In tests, the BigDog is shown an ability to run at 4 mph, climb slopes angled up to 35 degrees, walk and climb across rubble, mud, snow and water. It has also set a world's record for legged vehicles, able to travel 12.8 miles without needing to stop or refuel. This is all controlled by BigDog's on-board computer, which handles its locomotion and the small servo motors that moves the robot’s legs.
This control system also navigates, provides the machine’s balance, and adapts according to conditions. The control system is equipped with a variety of sensors, including sensors for locomotion that include joint position, joint force, ground contact, ground load, a gyroscope, LIDAR and a stereo vision system. These basically tell the device where its joints are and what they are doing, such as whether the machine is in contact with the ground or not. Other sensors concentrate on the BigDog’s internal state, keeping its inner devices (hydraulic pressure, oil temperature, engine functions, battery charge, etc.) in check. BigDog's heightened sense can also survey its surroundings and recognize potential danger.

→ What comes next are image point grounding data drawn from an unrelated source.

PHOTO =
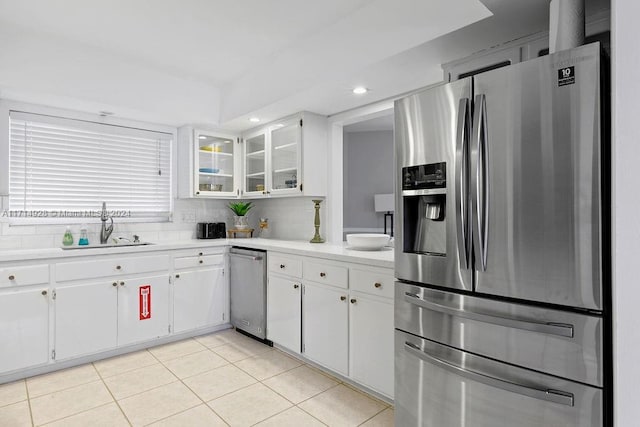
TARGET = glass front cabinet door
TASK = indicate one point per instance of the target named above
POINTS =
(285, 157)
(255, 163)
(215, 164)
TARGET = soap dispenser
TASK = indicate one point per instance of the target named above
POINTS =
(67, 239)
(84, 239)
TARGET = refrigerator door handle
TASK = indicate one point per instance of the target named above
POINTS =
(461, 182)
(479, 181)
(548, 395)
(558, 329)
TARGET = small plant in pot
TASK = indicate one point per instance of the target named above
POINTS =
(240, 210)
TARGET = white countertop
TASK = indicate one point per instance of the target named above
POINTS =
(339, 252)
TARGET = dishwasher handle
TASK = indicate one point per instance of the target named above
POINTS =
(250, 257)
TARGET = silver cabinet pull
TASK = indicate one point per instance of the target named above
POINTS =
(559, 329)
(462, 182)
(249, 257)
(479, 181)
(548, 395)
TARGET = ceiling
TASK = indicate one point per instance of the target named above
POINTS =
(215, 63)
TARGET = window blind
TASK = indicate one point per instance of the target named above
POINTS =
(65, 168)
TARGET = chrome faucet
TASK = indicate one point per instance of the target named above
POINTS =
(105, 231)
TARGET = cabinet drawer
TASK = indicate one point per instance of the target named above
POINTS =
(24, 275)
(372, 281)
(79, 270)
(282, 264)
(197, 261)
(331, 274)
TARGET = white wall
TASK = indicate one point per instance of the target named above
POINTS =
(290, 218)
(368, 170)
(626, 210)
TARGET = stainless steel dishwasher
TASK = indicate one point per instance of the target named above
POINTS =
(248, 283)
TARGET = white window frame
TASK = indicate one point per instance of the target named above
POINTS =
(5, 144)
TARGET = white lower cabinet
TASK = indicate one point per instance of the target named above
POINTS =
(371, 342)
(100, 316)
(86, 318)
(198, 299)
(143, 309)
(325, 313)
(24, 328)
(283, 312)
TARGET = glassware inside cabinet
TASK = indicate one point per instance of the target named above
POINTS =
(215, 163)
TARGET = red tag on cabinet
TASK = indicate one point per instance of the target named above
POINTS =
(144, 295)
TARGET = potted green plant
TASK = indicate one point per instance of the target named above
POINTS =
(240, 210)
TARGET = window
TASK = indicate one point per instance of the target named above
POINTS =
(65, 168)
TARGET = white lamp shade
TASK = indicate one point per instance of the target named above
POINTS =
(384, 202)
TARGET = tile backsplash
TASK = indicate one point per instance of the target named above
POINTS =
(289, 218)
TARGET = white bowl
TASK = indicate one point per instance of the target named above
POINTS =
(367, 242)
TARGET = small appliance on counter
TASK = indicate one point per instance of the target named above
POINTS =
(211, 230)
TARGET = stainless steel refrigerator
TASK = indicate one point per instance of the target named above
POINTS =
(502, 297)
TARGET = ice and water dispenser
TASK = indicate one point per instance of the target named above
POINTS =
(424, 195)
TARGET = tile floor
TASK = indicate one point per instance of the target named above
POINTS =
(213, 380)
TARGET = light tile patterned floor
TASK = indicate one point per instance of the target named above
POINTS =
(222, 379)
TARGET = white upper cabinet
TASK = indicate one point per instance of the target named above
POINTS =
(287, 158)
(208, 164)
(255, 163)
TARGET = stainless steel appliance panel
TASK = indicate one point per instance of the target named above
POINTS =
(565, 344)
(428, 131)
(535, 175)
(439, 386)
(248, 290)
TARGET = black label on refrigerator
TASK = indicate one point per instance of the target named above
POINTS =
(566, 76)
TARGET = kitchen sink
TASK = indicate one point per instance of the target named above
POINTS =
(108, 245)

Apart from its fortitude, the Big Dog is extremely smart. Its programmed behaviors are some of the most advanced artificial intelligence and navigation systems ever developed. Big Dog can run or walk slowly along soldiers, lay down to be loaded or unloaded, and be aware of its surroundings the entire time. Only a direct and crucial hit can take the BigDog off its path, though it will never fall to the ground, no matter how hard it’s hit. This is due to its built-in laser gyroscope, which keeps BigDog on his metal paws, even when it slips, stumbles or is kicked over.
These dogs are not ready yet for actual battlefield action; its autonomy needs further improvement. Still, the US Army has high hopes for these bots. It is presently most effective way to carry all kinds of material, over any kind of terrain, reducing the weight that soldiers have on their bodies and freeing them to move faster and more efficiently. Just like pack mules, these robots spare the need to have to build roads over rugged landscapes. Robert Mandelbaum, a program manager in DARPA's Information Processing Techniques and Tactical Technology offices, says that “Some of the wars that we're engaged in now happen to have that kind of terrain."
The BigDog is created by Boston Dynamics, an engineering and robotics company “dedicated to the way things move.” Known for building highly advanced robots with remarkable behavior that utilizes mobility, agility, dexterity and speed, the company has already developed hopping and self-balancing robots that move like animals. The corporation is founded by former MIT Professor Dr. Marc Raibert, and is comprised of world-class development teams that take projects from initial concept to prototyping, to build-test-build engineering, to field testing and low-rate production. Some of its biggest clients include DARPA, the US Army, Navy and Marine Corps to Sony Corporation.
Building the complete military robot accordingly takes 30 months, at the cost $32 million. It is expected to debut in 2012. That means these legged robots will soon be fighting alongside humans, even replacing them entirely, a scenario long imagined by science fiction fans, from Terminator to the creators of Metal Gear. Now whether this is something to be thrilled or apprehensive about I can’t entirely say. All I know is these military robots are pretty cool to watch in action.